Bu iddia ne kadar geçerli bilemeyiz, onu bir kenara bırakıyoruz. Bizim derdimiz şu: Ergun Babahan öyle bir üslupla kaleme almış ki yazısını; hafızasına başvurmayan okurun, Sabah'ın bankalar meselesinde bir zamanlar Hürriyet'ten farklı bir tutum almış olduğunu düşünmesi işten bile değil.

Üç gün sürecek dizi yazımızda bunun böyle olmadığını göstereceğiz…

Umur Talu da Ertuğrul Özkök'e hitaben kaleme almış yazısını (2 Haziran): "Haklısın da, ikna gücün sıfır…" Talu, bizim burada üç gün boyunca ayrıntılarıyla ele alacağımız örnek olayları satır başlarıyla hatırlatarak varıyor bu hükme. Talu yazısının bir yerinde de şöyle diyor: "Beyefendi, siz sussanız, belki başkaları daha rahat yazabilecek."

Doğrusunu isterseniz, bu teklifin biz iki genel yayın yönetmeni için de geçerli olduğunu düşünüyoruz… Şimdi unutulmaya yüz tutmuş bankacılık skandallarını bu iki büyük gazetemizin nasıl ele aldığını (yani nasıl ele almadığını) hatırladığınızda, sanırız siz de hak vereceksiniz bize…

ÇUVALLARLA 'İÇ BOŞALTMACA'

"

İmaj" sözcüğünü, "Bir şey hakkında düşünüldüğünde akla ilk gelen sembolik resim" diye tanımlarsak, Egebank'a el konulma kararından bir gün önce, geceyarısı bankaya girip çıkarken kameralara yakalanan bazı kişilerin görüntülerinin, banka hortumlamalarının en "imajinatif" görüntülerinden biri olduğunu öne sürebiliriz… (Egebank'a 23 Aralık 1999'da el kondu.
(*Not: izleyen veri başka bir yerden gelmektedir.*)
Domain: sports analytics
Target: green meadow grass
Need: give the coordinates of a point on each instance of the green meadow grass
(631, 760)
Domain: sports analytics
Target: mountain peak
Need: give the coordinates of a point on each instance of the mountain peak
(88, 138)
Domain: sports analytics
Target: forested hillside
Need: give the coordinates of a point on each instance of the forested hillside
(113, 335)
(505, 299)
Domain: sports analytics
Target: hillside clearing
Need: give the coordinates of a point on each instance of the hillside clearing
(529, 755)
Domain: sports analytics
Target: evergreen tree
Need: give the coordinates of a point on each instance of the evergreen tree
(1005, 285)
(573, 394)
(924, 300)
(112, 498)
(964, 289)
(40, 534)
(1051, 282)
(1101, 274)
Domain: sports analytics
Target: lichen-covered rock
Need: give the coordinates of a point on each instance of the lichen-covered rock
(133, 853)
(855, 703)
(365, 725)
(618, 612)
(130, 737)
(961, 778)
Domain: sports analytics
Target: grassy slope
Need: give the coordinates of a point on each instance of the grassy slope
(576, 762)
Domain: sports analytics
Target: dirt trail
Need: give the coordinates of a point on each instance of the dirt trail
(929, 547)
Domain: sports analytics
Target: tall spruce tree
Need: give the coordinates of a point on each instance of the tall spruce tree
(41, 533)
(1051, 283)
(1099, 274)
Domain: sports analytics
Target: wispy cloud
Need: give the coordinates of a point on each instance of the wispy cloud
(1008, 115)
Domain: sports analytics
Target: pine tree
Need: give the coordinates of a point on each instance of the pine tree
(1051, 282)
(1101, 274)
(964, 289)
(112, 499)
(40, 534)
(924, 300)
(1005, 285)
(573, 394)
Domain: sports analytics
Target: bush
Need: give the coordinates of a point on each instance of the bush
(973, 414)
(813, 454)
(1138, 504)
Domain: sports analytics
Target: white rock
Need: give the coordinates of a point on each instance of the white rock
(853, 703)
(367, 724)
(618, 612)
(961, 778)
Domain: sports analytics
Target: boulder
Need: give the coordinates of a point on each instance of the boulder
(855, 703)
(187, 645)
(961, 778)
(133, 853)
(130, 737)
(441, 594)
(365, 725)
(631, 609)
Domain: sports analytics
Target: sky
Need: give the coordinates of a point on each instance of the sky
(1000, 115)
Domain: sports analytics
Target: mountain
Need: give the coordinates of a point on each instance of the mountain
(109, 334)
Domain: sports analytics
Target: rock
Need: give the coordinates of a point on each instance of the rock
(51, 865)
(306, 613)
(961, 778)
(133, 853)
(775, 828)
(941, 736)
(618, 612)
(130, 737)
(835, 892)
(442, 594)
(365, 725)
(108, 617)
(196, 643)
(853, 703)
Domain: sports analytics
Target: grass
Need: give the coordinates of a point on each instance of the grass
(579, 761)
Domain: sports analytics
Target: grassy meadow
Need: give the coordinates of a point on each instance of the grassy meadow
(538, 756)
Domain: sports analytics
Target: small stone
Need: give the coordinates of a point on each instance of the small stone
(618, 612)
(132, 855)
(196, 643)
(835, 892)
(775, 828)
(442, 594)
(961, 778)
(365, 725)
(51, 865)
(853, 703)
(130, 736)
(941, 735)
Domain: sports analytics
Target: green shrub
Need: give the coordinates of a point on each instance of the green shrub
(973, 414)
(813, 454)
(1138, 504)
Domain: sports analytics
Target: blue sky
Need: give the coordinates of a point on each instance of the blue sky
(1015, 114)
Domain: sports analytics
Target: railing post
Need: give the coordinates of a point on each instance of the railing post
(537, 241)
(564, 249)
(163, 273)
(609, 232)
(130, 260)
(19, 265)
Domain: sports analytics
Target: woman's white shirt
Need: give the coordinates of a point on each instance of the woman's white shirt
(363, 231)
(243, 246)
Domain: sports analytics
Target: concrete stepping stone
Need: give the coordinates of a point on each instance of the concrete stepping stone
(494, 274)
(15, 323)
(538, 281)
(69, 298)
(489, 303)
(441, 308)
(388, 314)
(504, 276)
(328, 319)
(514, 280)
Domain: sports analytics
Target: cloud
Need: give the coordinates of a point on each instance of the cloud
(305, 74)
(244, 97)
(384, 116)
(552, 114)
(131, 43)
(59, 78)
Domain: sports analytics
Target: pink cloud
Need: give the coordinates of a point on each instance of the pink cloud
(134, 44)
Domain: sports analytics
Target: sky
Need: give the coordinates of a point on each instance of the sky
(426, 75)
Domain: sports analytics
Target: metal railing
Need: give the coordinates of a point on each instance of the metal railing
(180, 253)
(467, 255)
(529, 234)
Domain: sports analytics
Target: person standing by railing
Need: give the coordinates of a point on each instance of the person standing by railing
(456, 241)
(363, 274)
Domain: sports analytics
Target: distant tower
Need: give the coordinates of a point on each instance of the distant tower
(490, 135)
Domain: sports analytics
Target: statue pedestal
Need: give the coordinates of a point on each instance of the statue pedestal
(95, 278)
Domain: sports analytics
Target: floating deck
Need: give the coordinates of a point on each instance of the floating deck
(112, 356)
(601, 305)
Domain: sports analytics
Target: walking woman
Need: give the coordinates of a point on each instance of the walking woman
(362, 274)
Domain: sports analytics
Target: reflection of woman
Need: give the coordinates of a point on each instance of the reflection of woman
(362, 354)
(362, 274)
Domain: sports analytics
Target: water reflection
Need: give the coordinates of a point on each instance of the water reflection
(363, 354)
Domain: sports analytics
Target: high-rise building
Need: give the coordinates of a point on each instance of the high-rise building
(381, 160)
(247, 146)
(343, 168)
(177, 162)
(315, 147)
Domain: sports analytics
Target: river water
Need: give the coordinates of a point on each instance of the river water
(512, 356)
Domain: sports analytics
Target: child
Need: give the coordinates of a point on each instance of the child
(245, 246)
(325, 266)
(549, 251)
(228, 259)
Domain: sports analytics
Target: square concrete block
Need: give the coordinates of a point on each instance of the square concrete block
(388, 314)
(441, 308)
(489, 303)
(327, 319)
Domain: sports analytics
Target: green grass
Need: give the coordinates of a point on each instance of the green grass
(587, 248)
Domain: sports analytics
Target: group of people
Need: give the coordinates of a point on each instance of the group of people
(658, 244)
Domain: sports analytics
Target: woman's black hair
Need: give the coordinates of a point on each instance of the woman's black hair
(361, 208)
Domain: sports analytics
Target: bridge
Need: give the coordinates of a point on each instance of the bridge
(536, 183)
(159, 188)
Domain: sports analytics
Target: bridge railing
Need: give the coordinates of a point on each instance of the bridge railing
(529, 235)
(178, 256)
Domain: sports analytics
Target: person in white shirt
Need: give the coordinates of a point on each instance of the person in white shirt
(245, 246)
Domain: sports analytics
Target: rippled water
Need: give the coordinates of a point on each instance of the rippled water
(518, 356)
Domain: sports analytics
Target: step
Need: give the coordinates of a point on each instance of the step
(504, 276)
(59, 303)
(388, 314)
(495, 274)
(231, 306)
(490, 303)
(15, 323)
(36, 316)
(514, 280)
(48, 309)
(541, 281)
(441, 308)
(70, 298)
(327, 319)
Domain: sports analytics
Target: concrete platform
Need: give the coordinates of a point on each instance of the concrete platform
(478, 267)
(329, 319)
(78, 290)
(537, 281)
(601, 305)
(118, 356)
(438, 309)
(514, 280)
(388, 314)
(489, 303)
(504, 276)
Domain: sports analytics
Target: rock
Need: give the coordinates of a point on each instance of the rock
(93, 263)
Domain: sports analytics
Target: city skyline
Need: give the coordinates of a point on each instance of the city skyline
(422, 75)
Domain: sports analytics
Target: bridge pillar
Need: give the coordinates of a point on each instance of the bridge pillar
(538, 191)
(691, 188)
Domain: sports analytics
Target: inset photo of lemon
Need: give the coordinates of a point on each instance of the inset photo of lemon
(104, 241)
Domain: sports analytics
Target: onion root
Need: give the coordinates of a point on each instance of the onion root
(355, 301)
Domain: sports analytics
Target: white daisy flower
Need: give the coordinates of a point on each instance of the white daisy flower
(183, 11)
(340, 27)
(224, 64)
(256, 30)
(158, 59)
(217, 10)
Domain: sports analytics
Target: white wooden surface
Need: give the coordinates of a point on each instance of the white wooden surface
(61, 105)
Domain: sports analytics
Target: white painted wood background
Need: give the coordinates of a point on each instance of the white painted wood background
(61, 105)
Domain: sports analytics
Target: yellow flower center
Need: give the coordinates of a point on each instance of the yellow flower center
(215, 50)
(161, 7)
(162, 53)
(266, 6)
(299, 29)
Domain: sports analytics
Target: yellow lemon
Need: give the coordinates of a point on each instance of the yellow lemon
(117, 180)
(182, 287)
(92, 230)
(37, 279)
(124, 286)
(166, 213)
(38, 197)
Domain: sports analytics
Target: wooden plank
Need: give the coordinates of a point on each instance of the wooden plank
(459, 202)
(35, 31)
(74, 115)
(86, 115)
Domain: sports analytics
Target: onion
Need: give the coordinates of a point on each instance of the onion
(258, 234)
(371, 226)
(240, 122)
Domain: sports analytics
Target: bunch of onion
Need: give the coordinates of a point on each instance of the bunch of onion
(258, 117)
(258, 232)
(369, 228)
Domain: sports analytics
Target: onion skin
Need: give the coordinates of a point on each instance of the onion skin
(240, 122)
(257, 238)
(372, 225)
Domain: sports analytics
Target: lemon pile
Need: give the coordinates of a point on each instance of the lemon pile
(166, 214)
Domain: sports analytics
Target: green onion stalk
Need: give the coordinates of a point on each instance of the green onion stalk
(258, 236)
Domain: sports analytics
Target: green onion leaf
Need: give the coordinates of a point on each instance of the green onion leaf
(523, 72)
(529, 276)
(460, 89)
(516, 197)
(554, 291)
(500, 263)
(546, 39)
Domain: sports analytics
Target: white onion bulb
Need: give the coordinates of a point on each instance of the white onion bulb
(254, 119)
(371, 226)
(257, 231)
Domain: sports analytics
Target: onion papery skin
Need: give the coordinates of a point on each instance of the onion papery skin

Sözünü ettiğimiz görüntüler, "Murat Demirel'le reklamcılık dışında işimiz yoktur" diyen Nail Keçili'ye aitti ve 22 Aralık 1999 gecesi kaydedilmişti.)

Görüntüler, 11 Ekim 2000'de bütün basına sızdırıldı, dolayısıyla, 11 Ekim 2000'de gazete binalarında gün boyunca yalnızca bu görüntüler konuşuldu ve şu soru soruldu: İçişleri Bakanı Sadettin Tantan'ın, "Egebank'ın içinin boşaltıldığını gösteren kasetlerde, çok geniş ilişkileri bulunan, çok önemli bir başka kişi var" sözleriyle tanımladığı kişi kim? Gazeteciler, kendi aralarında isim telaffuz ederek konuşuyordu (Nail Keçili); ama ertesi gün gazeteler bu ismi gizledi. Sıradan insanlar ve sevmedikleriyle ilgili her türlü iddiayı, "iddia" sözcüğünü dahi kullanmaksızın hakikat hükmünde sayfalarına aktarmakla ünlü büyük basın, bu kez olan biteni iddia olarak bile aktarmadı. Keçili'nin güvenlik kameralarındaki görüntülerini sadece –kendisiyle kavgalı olan ve bu nedenle fırsatı ganimet bilen– Star'dan izleyebildik.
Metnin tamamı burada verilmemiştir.